To analyze spreadsheet data, just upload a file and start asking questions. Sourcetable's AI can answer questions and do work for you. You can also take manual control, leveraging all the formulas and features you expect from Excel or Google Sheets.
We currently support a variety of data file formats including spreadsheets (.xls, .xlsx, .csv), tabular data (tsv), database data (MySQL, PostgreSQL, MongoDB), application data, and most plain text data.
Sourcetable supports files up to 10gb in size. Larger file limits are available upon request. For best AI performance on large datasets, make use of pivots and summaries.
Yes! Sourcetable's AI makes intelligence decisions on what spreadsheet data is being referred to in the chat. This is helpful for tasks like cross-tab VLOOKUPs. If you prefer more control you can also refer to specific tabs by name.

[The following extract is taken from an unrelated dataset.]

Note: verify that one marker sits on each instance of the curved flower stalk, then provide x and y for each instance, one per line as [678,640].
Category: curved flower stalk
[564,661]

Yes! It's very easy to generate clean-looking data visualizations using Sourcetable. Simply prompt the AI to create a chart or graph. All visualizations are downloadable and can be exported as interactive embeds.
Yes. Regular spreadsheet users have full A1 formula-style referencing at their disposal. Advanced users can make use of Sourcetable's SQL editor and GUI, or ask our AI to write code for you.
Currently, Sourcetable is free for students and faculty, courtesy of free credits from OpenAI and Anthropic. Once those are exhausted, we will skip to a 50% discount plan.
Yes! By default all users receive a free trial with enough credits too analyze data. Once you hit the monthly limit, you can upgrade to the pro plan.